A month of image data for one camera, accumulated at one frame per second, requires roughly 20gigabytes. For just one camera, then, this adds up to about 700 GB over three years. That would be too much to handle, notes Hill, even with the huge data-storage densities of today's consumer disk drives. Data compression is key. VideoSave, a privately held company, has been developing and tweaking its techniques for data compression, and for streaming video reliably to clients, for more than four years, at a cost of about US $3.5 million. For compression, the company relies on a "flavor" of the MPEG-4 system for compression of digital and high-definition TV imagery. Sending only changes from one frame to the next allows a frame with roughly 1.4 megabytes to be sent as less than a kilobyte, according to Hill. The software can also boost the camera's resolution and picture quality if anything out of the ordinary is detected. Frame rate can be stepped up to movie-like speed.

Programming is done remotely by a three-person staff whose chief, Mark Friedgen, is in Chicago. New software, like improved data-compression algorithms or other upgrades, can be downloaded to each camera. The system depends for reliability on a redundant array of inexpensive disks, a common architecture known by its acronym, RAID. Images are stored on more than one drive, so if one fails, the data are not lost. Cameras are also monitored and alerts sent if there's a malfunction.

In the field, Hill uses local independent technicians who install video surveillance gear. He supplies them with a box built around the Linux operating system that digitizes and compresses the images. A client's cable modem in the box or other Internet connection sends the images to VideoSave's host, which has battery and generator backup.

Business has been very good of late, says Hill.
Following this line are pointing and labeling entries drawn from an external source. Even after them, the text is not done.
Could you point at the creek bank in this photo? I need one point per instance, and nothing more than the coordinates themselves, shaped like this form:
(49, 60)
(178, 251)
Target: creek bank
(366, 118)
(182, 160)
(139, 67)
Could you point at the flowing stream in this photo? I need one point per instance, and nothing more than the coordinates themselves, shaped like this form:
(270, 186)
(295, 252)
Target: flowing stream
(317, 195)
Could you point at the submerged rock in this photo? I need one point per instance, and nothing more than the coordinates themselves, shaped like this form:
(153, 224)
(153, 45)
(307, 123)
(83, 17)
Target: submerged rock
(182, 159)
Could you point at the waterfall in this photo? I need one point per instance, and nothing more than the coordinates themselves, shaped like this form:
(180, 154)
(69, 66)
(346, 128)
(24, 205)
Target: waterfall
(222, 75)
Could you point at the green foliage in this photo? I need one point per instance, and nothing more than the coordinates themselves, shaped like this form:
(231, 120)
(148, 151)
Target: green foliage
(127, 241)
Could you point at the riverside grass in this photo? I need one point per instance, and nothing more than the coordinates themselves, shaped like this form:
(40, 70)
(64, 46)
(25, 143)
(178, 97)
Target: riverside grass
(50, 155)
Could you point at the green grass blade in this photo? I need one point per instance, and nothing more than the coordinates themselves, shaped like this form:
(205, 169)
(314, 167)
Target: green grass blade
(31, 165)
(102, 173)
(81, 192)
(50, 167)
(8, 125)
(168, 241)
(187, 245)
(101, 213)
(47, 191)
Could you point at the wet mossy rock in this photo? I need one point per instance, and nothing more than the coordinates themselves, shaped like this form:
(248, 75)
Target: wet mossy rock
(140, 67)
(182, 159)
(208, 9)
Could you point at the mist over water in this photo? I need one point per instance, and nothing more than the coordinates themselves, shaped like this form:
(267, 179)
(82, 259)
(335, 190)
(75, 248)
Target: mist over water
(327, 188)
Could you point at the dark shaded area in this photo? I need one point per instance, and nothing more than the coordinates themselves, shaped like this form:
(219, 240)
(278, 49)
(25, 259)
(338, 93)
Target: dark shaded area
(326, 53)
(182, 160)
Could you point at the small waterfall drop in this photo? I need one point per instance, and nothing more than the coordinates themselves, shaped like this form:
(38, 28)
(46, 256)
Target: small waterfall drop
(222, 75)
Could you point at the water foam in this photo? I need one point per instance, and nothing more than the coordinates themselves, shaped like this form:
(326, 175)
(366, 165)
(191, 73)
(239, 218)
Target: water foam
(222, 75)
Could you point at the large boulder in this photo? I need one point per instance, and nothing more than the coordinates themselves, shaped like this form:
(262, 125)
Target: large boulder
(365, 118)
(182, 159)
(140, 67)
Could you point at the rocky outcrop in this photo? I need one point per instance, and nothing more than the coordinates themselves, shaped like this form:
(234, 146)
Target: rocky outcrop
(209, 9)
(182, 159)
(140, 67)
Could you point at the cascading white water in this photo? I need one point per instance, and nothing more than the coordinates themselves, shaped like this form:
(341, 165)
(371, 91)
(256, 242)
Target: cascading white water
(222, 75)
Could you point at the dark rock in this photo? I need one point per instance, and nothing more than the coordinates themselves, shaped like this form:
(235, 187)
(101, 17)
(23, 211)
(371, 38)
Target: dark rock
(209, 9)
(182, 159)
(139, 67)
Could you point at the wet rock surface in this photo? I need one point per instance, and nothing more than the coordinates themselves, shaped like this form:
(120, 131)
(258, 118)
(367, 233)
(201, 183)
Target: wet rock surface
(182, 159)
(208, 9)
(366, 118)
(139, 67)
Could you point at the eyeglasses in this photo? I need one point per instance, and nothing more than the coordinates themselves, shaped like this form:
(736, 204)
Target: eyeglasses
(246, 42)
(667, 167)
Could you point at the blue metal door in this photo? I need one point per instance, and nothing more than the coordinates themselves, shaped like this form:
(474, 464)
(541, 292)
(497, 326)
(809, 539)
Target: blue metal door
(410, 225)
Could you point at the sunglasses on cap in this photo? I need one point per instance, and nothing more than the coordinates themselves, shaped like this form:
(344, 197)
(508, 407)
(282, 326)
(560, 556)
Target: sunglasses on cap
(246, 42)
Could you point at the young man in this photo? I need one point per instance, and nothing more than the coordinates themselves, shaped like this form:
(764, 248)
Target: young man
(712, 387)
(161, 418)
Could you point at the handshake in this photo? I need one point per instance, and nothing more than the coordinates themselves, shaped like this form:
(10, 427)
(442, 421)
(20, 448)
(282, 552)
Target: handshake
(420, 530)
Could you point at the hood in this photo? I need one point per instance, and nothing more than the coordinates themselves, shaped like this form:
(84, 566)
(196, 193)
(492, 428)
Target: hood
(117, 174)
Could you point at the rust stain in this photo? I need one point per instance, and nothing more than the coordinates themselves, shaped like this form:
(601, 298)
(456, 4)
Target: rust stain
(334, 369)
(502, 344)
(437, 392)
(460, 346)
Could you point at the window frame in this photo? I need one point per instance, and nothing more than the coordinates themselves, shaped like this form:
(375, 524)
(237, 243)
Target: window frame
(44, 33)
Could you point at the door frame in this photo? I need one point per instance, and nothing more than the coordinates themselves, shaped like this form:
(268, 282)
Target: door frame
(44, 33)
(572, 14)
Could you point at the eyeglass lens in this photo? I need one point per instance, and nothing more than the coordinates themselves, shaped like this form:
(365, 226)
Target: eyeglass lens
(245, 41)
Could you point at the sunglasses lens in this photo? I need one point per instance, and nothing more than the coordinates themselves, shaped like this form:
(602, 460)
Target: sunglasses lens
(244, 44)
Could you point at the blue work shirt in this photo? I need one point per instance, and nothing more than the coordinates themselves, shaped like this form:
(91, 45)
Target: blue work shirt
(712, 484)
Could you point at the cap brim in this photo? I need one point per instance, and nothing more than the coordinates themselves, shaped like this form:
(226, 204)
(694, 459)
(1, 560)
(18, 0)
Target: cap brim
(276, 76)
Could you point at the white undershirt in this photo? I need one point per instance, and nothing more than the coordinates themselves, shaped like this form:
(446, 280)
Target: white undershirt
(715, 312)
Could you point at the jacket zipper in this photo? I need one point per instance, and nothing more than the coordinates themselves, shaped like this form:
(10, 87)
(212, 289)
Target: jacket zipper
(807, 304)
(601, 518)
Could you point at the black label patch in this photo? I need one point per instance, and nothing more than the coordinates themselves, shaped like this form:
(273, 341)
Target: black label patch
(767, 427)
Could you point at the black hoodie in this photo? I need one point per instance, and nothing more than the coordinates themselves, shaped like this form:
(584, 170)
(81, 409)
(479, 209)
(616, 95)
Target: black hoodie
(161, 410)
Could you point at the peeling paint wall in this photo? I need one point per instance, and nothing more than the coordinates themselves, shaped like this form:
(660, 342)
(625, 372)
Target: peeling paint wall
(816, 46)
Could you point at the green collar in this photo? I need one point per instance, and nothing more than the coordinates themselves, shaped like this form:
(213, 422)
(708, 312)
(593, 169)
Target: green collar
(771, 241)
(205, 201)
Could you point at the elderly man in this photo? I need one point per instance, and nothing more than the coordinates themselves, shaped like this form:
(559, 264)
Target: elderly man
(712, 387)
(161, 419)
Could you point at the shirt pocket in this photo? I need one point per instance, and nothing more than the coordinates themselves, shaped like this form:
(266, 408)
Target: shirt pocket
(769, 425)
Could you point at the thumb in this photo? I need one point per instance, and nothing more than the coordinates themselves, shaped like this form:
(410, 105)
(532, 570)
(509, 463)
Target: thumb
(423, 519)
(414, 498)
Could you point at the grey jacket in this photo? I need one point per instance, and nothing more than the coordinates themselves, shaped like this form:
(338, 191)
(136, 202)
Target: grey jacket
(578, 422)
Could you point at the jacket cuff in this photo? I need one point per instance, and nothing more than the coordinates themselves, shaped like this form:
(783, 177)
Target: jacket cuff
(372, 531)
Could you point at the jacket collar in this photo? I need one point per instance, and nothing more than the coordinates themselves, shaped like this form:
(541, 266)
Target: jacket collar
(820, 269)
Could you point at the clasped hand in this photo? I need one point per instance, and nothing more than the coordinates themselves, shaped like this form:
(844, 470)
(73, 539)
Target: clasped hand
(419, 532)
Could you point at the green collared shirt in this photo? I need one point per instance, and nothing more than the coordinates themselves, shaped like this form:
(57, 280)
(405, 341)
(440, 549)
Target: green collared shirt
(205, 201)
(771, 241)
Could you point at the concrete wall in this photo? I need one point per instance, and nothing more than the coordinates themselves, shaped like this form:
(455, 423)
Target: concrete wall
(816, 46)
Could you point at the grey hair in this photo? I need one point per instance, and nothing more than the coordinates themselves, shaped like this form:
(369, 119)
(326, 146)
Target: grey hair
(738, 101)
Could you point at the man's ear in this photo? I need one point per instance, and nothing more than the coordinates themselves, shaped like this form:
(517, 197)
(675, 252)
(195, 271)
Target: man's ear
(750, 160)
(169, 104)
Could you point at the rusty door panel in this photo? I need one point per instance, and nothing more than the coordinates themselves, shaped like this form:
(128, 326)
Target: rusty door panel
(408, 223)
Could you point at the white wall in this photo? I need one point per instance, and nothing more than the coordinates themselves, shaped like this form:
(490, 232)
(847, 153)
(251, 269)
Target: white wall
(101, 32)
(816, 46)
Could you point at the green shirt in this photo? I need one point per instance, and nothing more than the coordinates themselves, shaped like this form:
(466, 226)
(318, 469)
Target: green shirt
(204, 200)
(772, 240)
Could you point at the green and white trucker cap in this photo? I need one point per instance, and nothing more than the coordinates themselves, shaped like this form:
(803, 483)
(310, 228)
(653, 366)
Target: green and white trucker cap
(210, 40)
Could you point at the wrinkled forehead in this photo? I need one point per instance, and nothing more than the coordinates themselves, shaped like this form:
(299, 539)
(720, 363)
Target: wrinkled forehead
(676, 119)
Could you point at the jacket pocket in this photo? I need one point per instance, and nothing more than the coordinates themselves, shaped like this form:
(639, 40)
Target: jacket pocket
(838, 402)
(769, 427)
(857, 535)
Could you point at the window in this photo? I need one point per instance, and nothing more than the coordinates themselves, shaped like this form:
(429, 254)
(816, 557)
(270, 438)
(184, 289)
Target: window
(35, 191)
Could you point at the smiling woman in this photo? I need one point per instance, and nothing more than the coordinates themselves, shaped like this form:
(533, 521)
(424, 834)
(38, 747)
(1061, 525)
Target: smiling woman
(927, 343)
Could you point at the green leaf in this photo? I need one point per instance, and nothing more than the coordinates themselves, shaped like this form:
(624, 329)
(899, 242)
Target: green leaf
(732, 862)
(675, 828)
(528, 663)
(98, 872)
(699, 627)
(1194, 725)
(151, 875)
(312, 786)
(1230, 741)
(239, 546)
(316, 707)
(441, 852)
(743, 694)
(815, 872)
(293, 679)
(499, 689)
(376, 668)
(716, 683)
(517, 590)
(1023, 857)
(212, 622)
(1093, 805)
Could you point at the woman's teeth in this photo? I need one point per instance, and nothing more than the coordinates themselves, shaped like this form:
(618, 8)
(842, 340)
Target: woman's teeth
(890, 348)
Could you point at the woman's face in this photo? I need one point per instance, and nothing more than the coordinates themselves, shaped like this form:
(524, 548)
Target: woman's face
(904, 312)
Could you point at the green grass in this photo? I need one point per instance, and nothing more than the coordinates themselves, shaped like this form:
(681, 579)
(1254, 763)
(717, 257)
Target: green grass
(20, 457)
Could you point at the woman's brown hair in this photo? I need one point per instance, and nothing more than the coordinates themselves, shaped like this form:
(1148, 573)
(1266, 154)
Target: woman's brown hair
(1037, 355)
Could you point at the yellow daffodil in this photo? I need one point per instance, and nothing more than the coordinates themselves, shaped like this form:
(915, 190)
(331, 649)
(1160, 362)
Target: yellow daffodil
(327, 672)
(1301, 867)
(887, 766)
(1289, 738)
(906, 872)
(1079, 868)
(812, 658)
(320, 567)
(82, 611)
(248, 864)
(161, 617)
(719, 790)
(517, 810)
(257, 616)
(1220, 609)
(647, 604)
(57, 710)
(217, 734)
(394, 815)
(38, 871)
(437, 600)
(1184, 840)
The number of customers has grown tenfold in the past year, and VideoSave now supports about 435 cameras. Fueling the boom is a law that went into effect last September in New York City. The law transfers liability for sidewalk accidents from the city to the owners of the abutting property. Now that property owners can be targets of those lawsuits, inquiries to VideoSave have jumped. The charge is $30 per camera for a month of archived images. Three years worth of archiving, which VideoSave is beginning to sell, is $60 per camera per month.

Should ordinary citizens worry about Big Brother watching them and storing what is seen as never before? "We're not doing things to make people who really have accidents any more vulnerable," Hill says, "but we can help reduce the amount we all pay for accidents that don't happen. Good records can only help people who really do have an accident."